By Clifford Robin Temprosa Li May 22, 2026
A letter on the systems that concentrate comfort at the top and the quiet labor that sustains them
Look closely at how life is arranged.
Who eats without thinking and who measures every portion. Who chooses where to live and who adjusts to where they can afford to stay. Who wears what they want and who makes those choices possible for others.
These are not accidents. They are outcomes.
They are shaped by systems that decide….quietly, consistently…. who gets comfort, who gets access, and who is asked to carry the weight of both.

There are lives that move with ease. Food arrives without question. Space is chosen, not negotiated. Time belongs to the person living it.
And there are lives that move differently. Meals are calculated. Rent is adjusted around income that does not stretch. Time is spent working….often for someone else’s stability.
This is inequity and inequality.
It is a system where value flows upward while effort remains below. Where labor sustains comfort that is not equally shared. Where the work of many becomes the ease of a few.

People begin to accept that this is how life is meant to be.
That some will always have more choice. That others will always have less. That comfort will always depend on someone else carrying its cost.
But this is not a natural order. It is a maintained one.
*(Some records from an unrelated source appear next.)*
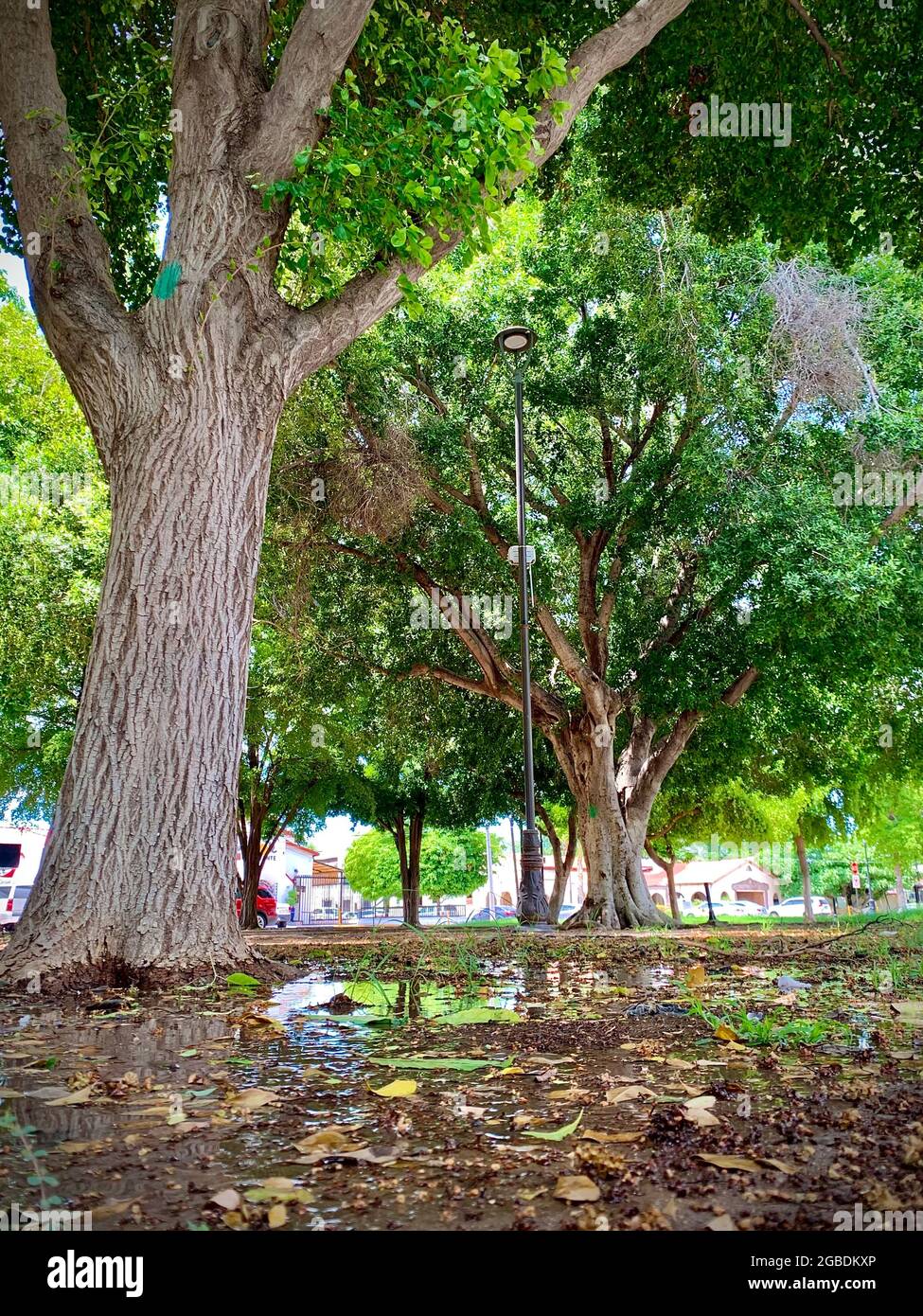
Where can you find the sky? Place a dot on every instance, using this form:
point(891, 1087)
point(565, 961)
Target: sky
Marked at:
point(14, 270)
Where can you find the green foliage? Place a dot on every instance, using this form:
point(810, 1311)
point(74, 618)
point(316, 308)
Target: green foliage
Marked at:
point(420, 138)
point(661, 418)
point(822, 187)
point(54, 526)
point(452, 863)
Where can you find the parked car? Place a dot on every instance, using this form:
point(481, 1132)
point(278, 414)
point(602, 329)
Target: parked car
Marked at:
point(794, 907)
point(266, 907)
point(13, 897)
point(738, 907)
point(492, 914)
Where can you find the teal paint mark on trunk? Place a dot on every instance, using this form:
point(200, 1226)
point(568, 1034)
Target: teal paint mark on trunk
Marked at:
point(168, 280)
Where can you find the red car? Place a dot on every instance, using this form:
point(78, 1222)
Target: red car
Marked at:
point(265, 907)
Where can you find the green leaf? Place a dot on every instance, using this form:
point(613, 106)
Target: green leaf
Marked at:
point(481, 1015)
point(452, 1062)
point(555, 1134)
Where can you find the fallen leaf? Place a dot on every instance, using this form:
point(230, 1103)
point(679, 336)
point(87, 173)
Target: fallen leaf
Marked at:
point(576, 1187)
point(697, 1111)
point(778, 1165)
point(78, 1097)
point(399, 1087)
point(909, 1012)
point(730, 1163)
point(334, 1139)
point(252, 1097)
point(454, 1062)
point(627, 1094)
point(479, 1015)
point(596, 1136)
point(555, 1134)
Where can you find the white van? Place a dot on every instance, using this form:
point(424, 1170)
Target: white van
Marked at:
point(20, 856)
point(13, 897)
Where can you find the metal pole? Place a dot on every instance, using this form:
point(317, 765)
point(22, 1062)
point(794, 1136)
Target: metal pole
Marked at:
point(868, 877)
point(711, 908)
point(533, 906)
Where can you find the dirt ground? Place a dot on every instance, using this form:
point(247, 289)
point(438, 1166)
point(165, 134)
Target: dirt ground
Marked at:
point(485, 1080)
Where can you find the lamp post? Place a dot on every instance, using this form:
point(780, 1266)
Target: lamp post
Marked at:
point(532, 904)
point(868, 877)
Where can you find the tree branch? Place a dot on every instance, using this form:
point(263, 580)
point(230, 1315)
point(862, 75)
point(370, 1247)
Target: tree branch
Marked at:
point(66, 256)
point(311, 63)
point(316, 336)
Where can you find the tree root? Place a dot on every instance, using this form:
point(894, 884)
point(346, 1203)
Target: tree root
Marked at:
point(77, 977)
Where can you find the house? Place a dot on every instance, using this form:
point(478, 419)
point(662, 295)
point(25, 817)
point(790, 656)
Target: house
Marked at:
point(21, 845)
point(728, 880)
point(287, 860)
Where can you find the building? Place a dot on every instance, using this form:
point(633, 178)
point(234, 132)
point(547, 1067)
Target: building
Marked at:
point(21, 845)
point(727, 880)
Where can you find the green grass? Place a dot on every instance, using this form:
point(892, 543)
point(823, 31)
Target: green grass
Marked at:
point(773, 1029)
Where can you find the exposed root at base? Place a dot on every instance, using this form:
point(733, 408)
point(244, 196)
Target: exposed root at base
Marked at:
point(74, 978)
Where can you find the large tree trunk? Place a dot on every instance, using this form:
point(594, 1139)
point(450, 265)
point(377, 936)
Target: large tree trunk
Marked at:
point(253, 866)
point(806, 878)
point(612, 836)
point(138, 873)
point(411, 888)
point(898, 887)
point(563, 860)
point(667, 863)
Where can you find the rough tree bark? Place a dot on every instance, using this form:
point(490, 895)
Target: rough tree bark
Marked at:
point(184, 400)
point(563, 857)
point(667, 863)
point(806, 878)
point(408, 839)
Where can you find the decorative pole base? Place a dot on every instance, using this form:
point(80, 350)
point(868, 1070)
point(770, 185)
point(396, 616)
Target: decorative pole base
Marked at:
point(532, 901)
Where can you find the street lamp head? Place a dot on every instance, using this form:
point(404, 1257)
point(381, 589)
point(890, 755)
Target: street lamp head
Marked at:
point(515, 340)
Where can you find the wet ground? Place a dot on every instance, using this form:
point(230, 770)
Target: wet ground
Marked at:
point(654, 1085)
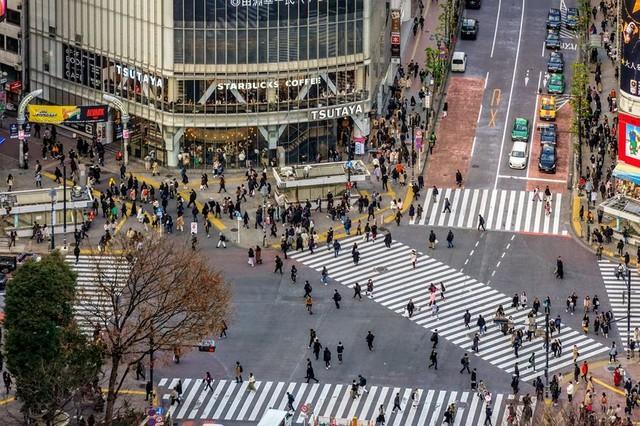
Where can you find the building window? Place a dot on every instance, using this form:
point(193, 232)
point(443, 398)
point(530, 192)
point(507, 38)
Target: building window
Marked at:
point(12, 44)
point(45, 60)
point(13, 17)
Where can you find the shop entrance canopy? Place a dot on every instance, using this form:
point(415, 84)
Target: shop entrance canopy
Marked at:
point(626, 172)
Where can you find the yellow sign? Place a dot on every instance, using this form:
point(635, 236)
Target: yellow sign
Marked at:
point(52, 114)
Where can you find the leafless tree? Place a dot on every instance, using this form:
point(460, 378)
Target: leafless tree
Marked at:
point(150, 295)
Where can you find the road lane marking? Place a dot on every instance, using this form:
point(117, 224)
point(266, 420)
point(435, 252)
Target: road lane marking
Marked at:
point(513, 81)
point(495, 31)
point(535, 118)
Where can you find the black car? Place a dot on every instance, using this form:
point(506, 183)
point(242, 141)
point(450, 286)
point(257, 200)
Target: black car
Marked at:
point(553, 40)
point(469, 29)
point(554, 19)
point(547, 160)
point(8, 264)
point(548, 134)
point(571, 21)
point(555, 62)
point(473, 4)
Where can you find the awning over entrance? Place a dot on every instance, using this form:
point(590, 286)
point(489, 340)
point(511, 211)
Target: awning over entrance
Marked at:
point(626, 172)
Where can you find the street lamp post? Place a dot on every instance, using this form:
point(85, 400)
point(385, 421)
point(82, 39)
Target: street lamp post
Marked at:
point(64, 198)
point(546, 354)
point(628, 312)
point(52, 194)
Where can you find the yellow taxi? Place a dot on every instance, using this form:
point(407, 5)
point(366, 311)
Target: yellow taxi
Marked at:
point(548, 108)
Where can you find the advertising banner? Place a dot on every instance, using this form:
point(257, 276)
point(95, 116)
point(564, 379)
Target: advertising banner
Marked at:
point(630, 48)
point(629, 139)
point(56, 114)
point(3, 10)
point(395, 36)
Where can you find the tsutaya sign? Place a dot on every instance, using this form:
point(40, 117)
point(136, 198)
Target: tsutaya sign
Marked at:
point(255, 3)
point(139, 76)
point(267, 84)
point(336, 112)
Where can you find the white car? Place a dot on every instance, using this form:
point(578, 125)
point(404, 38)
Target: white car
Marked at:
point(459, 62)
point(519, 155)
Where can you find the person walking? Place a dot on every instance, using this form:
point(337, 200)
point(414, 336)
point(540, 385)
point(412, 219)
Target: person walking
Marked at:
point(357, 291)
point(362, 382)
point(532, 361)
point(465, 364)
point(251, 386)
point(481, 223)
point(326, 357)
point(238, 372)
point(336, 298)
point(432, 240)
point(317, 346)
point(311, 375)
point(370, 337)
point(433, 359)
point(290, 400)
point(279, 265)
point(208, 380)
point(308, 303)
point(396, 403)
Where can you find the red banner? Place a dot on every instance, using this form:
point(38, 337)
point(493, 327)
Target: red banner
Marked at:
point(629, 139)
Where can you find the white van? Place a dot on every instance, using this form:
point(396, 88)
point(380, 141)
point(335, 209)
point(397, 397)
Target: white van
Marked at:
point(459, 62)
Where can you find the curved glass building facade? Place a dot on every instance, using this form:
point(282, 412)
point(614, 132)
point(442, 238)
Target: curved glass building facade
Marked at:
point(233, 81)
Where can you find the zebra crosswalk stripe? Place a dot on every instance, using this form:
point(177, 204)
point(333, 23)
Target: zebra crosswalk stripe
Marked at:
point(94, 273)
point(397, 282)
point(230, 401)
point(617, 293)
point(502, 210)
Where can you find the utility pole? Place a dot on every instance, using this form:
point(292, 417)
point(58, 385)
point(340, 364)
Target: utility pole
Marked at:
point(546, 354)
point(628, 312)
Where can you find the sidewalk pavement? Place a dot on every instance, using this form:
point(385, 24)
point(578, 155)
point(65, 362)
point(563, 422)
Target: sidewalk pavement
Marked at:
point(582, 228)
point(602, 373)
point(23, 179)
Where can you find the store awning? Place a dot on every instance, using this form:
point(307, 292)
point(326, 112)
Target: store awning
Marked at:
point(626, 172)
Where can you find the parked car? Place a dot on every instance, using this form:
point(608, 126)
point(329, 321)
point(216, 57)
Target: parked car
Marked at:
point(552, 41)
point(469, 29)
point(519, 155)
point(548, 108)
point(548, 134)
point(459, 62)
point(547, 160)
point(473, 4)
point(556, 83)
point(555, 62)
point(520, 131)
point(8, 264)
point(554, 19)
point(572, 19)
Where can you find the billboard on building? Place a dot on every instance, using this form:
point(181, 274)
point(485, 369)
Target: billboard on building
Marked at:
point(630, 48)
point(629, 139)
point(56, 114)
point(395, 36)
point(3, 10)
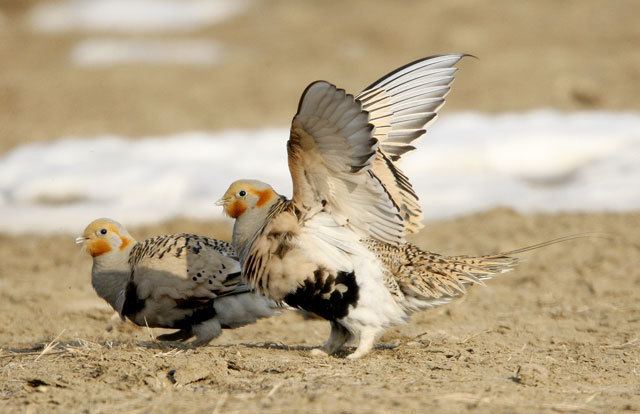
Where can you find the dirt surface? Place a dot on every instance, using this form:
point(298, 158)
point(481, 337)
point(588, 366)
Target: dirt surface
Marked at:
point(559, 334)
point(571, 54)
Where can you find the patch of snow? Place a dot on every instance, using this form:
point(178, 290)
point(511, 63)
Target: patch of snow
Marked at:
point(108, 52)
point(538, 161)
point(132, 16)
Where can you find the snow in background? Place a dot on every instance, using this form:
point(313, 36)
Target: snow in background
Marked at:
point(539, 161)
point(132, 16)
point(108, 52)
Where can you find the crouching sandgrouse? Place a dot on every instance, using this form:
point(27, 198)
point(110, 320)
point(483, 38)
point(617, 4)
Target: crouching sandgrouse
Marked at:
point(180, 281)
point(337, 247)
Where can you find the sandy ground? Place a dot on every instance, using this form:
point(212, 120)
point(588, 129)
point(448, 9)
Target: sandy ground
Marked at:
point(559, 334)
point(571, 54)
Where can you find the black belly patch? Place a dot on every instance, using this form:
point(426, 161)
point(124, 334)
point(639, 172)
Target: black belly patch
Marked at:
point(326, 295)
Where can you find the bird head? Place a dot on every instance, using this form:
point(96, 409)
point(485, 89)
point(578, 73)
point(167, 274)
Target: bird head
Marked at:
point(244, 196)
point(105, 237)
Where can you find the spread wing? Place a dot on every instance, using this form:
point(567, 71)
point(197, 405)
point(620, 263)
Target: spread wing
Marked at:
point(401, 105)
point(331, 150)
point(343, 150)
point(186, 268)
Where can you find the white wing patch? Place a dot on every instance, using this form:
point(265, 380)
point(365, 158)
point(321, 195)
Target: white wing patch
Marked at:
point(401, 105)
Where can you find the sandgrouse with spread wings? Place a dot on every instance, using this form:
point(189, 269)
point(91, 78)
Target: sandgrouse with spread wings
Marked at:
point(179, 281)
point(338, 248)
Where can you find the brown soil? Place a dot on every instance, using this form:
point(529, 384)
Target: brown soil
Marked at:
point(559, 334)
point(572, 54)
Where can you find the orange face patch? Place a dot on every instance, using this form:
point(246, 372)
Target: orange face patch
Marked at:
point(99, 247)
point(236, 209)
point(263, 196)
point(124, 242)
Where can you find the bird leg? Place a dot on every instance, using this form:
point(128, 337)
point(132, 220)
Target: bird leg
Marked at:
point(206, 331)
point(368, 338)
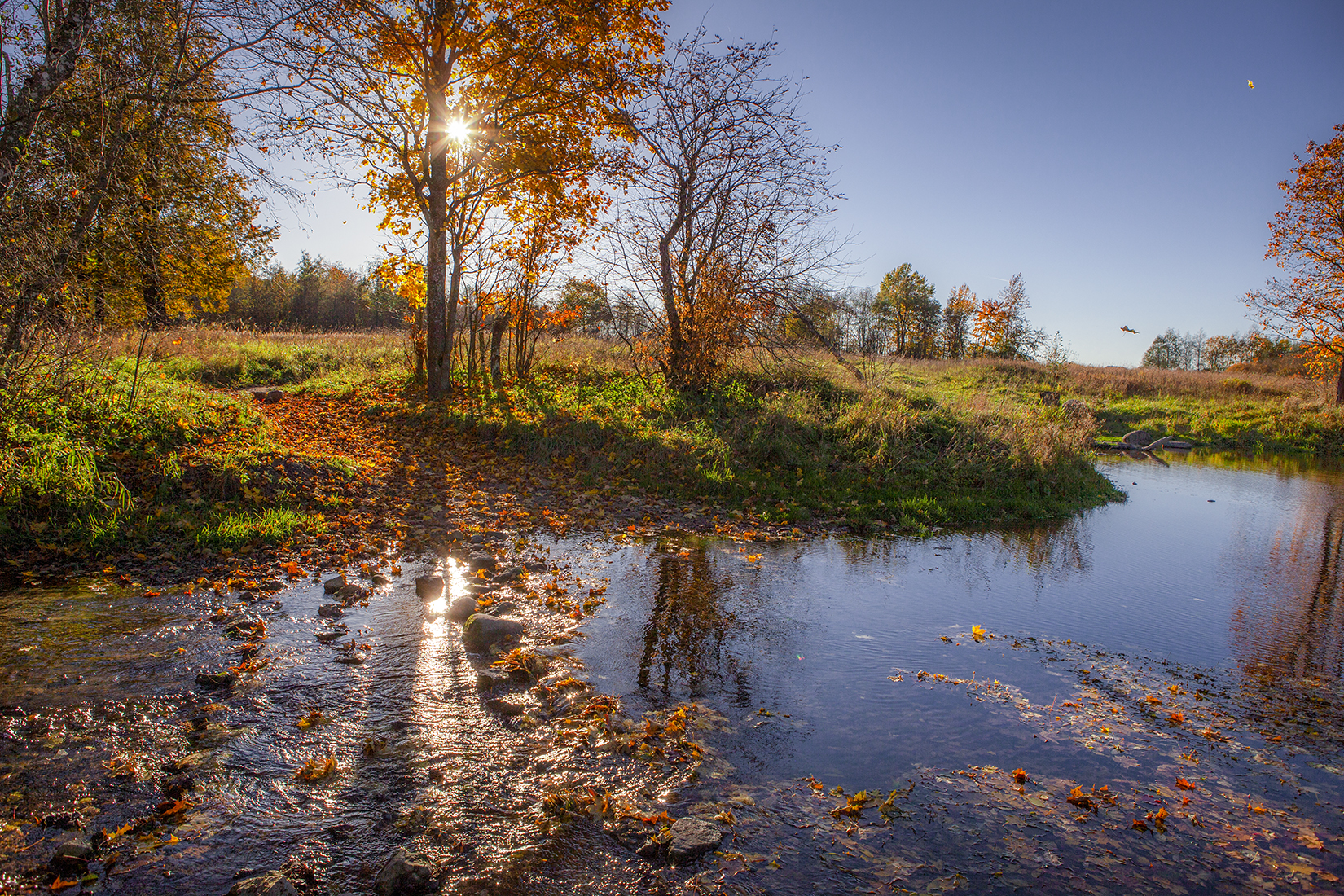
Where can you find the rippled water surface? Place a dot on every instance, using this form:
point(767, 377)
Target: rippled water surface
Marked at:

It is maintained in how we work. In how wages are set and what they are expected to cover. In how long people are asked to give their time and how little they are asked in return.
It is maintained in how we consume. In what we demand to be cheap and who absorbs the cost of keeping it that way.
It is maintained in how we move through space. In who is welcomed, and who is tolerated, and who is pushed further out each year.
This is how systems sustain themselves. Not only through policy but through everyday behavior that reinforces them.

So do not think this is distant. It is not. Then stop moving through it as if it cannot be changed.

Every time we accept conditions that exploit time, labor, or dignity….we participate in their continuation. Every time we choose convenience without asking what makes it possible….we reinforce the structure that provides it. And every time we adjust quietly, the system becomes stronger.

So this is where the call begins.

When something is cheap, ask why. Ask who made it possible for it to cost so little. Ask whose time, labor, or dignity absorbed the difference.
When something is convenient, pause. Do not move through it automatically. Understand what allows it to be easy for you and whether it is equally easy for others.
When something feels unequal,do not move past it quietly. Do not explain it away. Do not justify it as normal. Do not adjust to it as if it cannot be changed.
Do not look away. Do not adjust. Do not explain it away.

Ask where things come from. Ask who pays for what appears affordable. Ask who is left out of decisions that shape how others live.

Slow down the moment.

Because systems like this depend on speed. On people moving through them without asking. Without pausing. Without connecting what they see to how it is sustained.

Interrupt that.

Insist on fairness where it is uneven. Insist on dignity where it is negotiated. Insist on systems that return value to the people who create it.

Not as an act of anger but as an act of clarity. Because dignity is not something that should be reserved for a few. And stability should not depend on someone else living without it.

You will feel the weight of this. It will not always be convenient. It will not always be rewarded.
But it will do something systems cannot easily absorb.

It will draw a line. It will introduce friction. It will make visible what was designed to remain quiet.

And when that is done consistently systems begin to respond. You are already part of this system. The only question is how you will move within it….whether you will continue what exists, or begin to interrupt it.

Kung ang kaginhawaan ng iilan ay nakatayo sa hirap ng nakararami, tungkulin nating baguhin ang kaayusan.
The question is no longer whether inequality exists. The question is:
will you continue to live within it as if it is fixed or begin, in the life you live every day, to refuse the part of it that depends on you.